There are good drink writers, and then there’s Kingsley Amis. Okay, that’s oversimplifying, but if I underline “writers” above I may take some of the oversimplification out of the equation (of course, that’s like saying I’m taking the buttermint out of the Drowsy Chaperone–probably doesn’t make much sense to any right minded sort). Mr. Amis (sadly departed, meaning I’ll never get to have that drink with him I’d like to have had. Though reading him while drinking at least gets us cocktail communing on some level) might not always have the, umm, intense bartenderly craft approach that some do, as he’s focused mostly on drinking at home, and also didn’t have the reach of ingredients as we do now (and in addition because a lot of pomp probably didn’t stir his drink), but the writing reaches such a fun, engaging, and just damn good height that I find myself forgetting I’m on the bus when reading it on the bus. And laughing out loud lots, and thinking I could take almost every sentence (or, if not every sentence, every other one) and pull it out for a quote that each drinker I know must read.
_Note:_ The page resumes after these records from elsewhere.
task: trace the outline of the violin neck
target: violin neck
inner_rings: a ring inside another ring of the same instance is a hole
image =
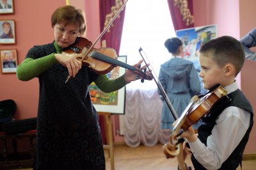
[[[134,71],[136,70],[134,67],[133,67],[129,65],[127,65],[125,63],[120,61],[117,59],[115,59],[111,58],[108,57],[107,56],[105,56],[104,54],[100,54],[98,52],[94,51],[94,50],[92,52],[92,53],[90,54],[90,57],[92,57],[92,58],[94,58],[94,59],[97,59],[104,61],[104,62],[109,63],[109,64],[113,64],[115,66],[119,66],[121,67],[124,67],[125,68],[127,68],[127,69],[132,70],[132,71]]]

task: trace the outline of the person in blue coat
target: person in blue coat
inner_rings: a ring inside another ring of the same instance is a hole
[[[193,63],[182,56],[182,41],[176,37],[167,39],[164,46],[172,54],[172,58],[161,65],[159,81],[180,117],[191,98],[200,93],[200,83]],[[161,97],[159,90],[159,94]],[[174,121],[166,103],[164,102],[161,112],[162,128],[172,130]],[[177,158],[178,169],[191,169],[184,162],[185,155],[181,158]]]
[[[246,59],[256,61],[256,52],[250,49],[250,48],[256,46],[256,27],[243,36],[240,40],[240,42],[244,49]]]

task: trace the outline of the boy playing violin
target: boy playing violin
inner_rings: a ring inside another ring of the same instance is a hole
[[[199,51],[199,75],[204,88],[219,84],[227,91],[196,134],[192,127],[181,137],[188,139],[195,169],[236,169],[253,124],[252,107],[238,88],[236,77],[244,62],[244,52],[236,39],[224,36],[204,44]]]

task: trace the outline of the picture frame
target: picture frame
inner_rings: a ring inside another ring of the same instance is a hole
[[[0,20],[0,43],[15,43],[15,24],[14,20]]]
[[[14,13],[13,0],[0,0],[0,15]]]
[[[16,49],[1,49],[1,68],[2,73],[16,73],[18,57]]]
[[[126,63],[127,56],[120,56],[118,60]],[[125,68],[116,66],[107,75],[110,79],[114,79],[124,74]],[[113,92],[106,93],[100,91],[93,82],[89,87],[89,93],[92,104],[97,112],[111,114],[124,114],[125,102],[125,87]]]

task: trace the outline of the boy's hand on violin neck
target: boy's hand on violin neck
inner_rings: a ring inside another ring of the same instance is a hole
[[[197,135],[195,133],[195,130],[192,127],[189,127],[184,131],[180,137],[186,138],[189,143],[193,143],[197,139]]]
[[[77,59],[79,57],[83,57],[81,54],[68,54],[63,52],[61,54],[54,54],[54,56],[61,65],[68,68],[69,76],[75,77],[82,67],[82,62]]]

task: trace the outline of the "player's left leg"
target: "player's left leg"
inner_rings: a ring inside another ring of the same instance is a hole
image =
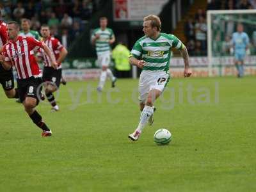
[[[134,132],[129,135],[129,138],[132,141],[136,141],[138,140],[139,136],[142,132],[143,129],[148,122],[148,120],[151,117],[151,120],[153,121],[152,115],[154,112],[153,104],[164,91],[164,88],[169,81],[169,74],[166,73],[163,73],[160,76],[156,76],[156,77],[154,77],[154,84],[151,86],[151,88],[150,88],[148,95],[145,103],[145,106],[141,113],[140,122],[138,127],[135,130]]]
[[[60,110],[53,94],[60,87],[61,79],[61,69],[54,69],[52,67],[44,69],[43,81],[45,84],[45,96],[52,106],[52,111]]]
[[[153,103],[156,99],[161,95],[161,91],[156,89],[152,90],[149,92],[146,103],[145,104],[145,106],[140,115],[139,125],[134,132],[129,135],[129,138],[132,141],[136,141],[138,140],[140,135],[142,132],[145,126],[148,123],[148,120],[153,115],[154,111]]]
[[[39,103],[41,92],[38,90],[42,83],[40,78],[30,78],[27,81],[18,82],[18,88],[20,100],[24,109],[33,123],[42,130],[42,136],[51,136],[52,132],[44,123],[41,115],[35,110]]]
[[[26,97],[26,99],[23,101],[23,106],[26,112],[29,116],[33,123],[36,125],[43,132],[42,136],[49,136],[52,134],[52,131],[44,123],[42,116],[36,111],[35,109],[36,106],[38,101],[36,99],[30,97]]]

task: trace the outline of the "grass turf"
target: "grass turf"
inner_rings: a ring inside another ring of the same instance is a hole
[[[175,79],[138,142],[138,80],[102,94],[68,82],[37,108],[51,138],[0,90],[0,191],[255,191],[255,77]],[[154,143],[169,129],[168,145]]]

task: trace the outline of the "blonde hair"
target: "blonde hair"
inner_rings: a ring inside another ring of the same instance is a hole
[[[160,18],[157,15],[150,15],[145,17],[143,21],[151,20],[150,24],[152,28],[156,27],[158,31],[161,31],[161,20]]]

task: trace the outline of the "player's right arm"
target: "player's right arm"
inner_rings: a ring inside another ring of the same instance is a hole
[[[140,68],[143,68],[145,64],[145,61],[143,60],[140,60],[140,58],[142,54],[142,47],[138,40],[132,47],[131,51],[131,54],[129,57],[129,61],[131,65],[138,66]]]
[[[92,35],[92,38],[91,38],[92,44],[94,45],[95,44],[96,40],[99,38],[100,38],[100,35],[96,34],[95,31],[94,31],[93,32],[93,34]]]
[[[136,65],[141,68],[143,67],[145,63],[146,63],[144,60],[137,60],[133,56],[131,56],[129,58],[129,61],[130,62],[131,65]]]
[[[0,54],[0,63],[5,70],[9,70],[12,68],[12,62],[4,51],[4,47],[3,50],[3,51]]]

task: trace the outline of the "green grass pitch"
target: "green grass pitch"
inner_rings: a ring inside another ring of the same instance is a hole
[[[138,80],[97,84],[61,86],[60,112],[40,103],[51,138],[0,89],[0,191],[256,191],[255,77],[172,79],[133,143]]]

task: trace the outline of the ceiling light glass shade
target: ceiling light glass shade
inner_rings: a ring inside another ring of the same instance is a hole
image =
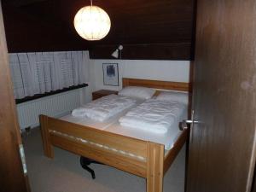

Which means I’ll probably have more from him up on the site, which means you can think of this particular quote as the opening liquid salvo before a long night’s imbibing. This is from the first book in his drinking triptych (all three of which are collected in Everyday Drinking), On Drink, from the beginning of the chapter entitled, “The Boozing Man’s Diet:”

 

The first, indeed the only, requirement of a diet is that it should lose you weight without reducing your alcoholic intake by the smallest degree. Well, and it should be simple: no charts, tables, menus, recipes. None of those pages of fusspottery which normally end–end, after you have wasted minutes ploughing your way through–“and, of course, no alcohol” in tones of fatuous apology for laying tongue to something so pikestaff-plain. Of course? No alcohol? What kind of people do they think we are?

 

–Kingsley Amis, Everyday Drinking

January 30, 2009

Cocktail Talk: Obama Raises the Bar

I usually shy away from the more modern quotes (cause, well, modern folks just aren’t as poetic. Except you. You’re awfully swell, and speak like a tipsy angel. And many writers today have fine quotes–I just tend towards the older quotes. So sue me) on the site and in the books, but I just read this article on Slate, about how President Obama is turning around Bush’s no-cocktail-party ethos and having drinks again around the White House (which, naturally, tickles me) with a little dip into past presidential drinking, and came across a great, great quote. It’s by the article author, John Dickerson, talking about a cocktail affair with folks from both parties there after a hard day of hill haggling, and I dug it (even if it wasn’t written 100 years ago):

 

First, drinking in moderation leads to an equitable distribution of the humors, and we want our president to be healthy. Second, among adversaries, drinking promotes relaxation and laughter. I doubt it will lead to an agreement on the size of small-business tax cuts in the recovery package, but a few drinks might shave off a few layers of posturing. All of the guessing at motives will decrease. Without so much chest-thumping, the two parties may even get to genuine points of disagreement faster. As a community organizer, Obama knows the power of getting everyone to recognize themselves in one another. What better way to do that than over a few drinks? (Those who disagree should stop wondering why they are lonely at parties or aren’t invited at all.)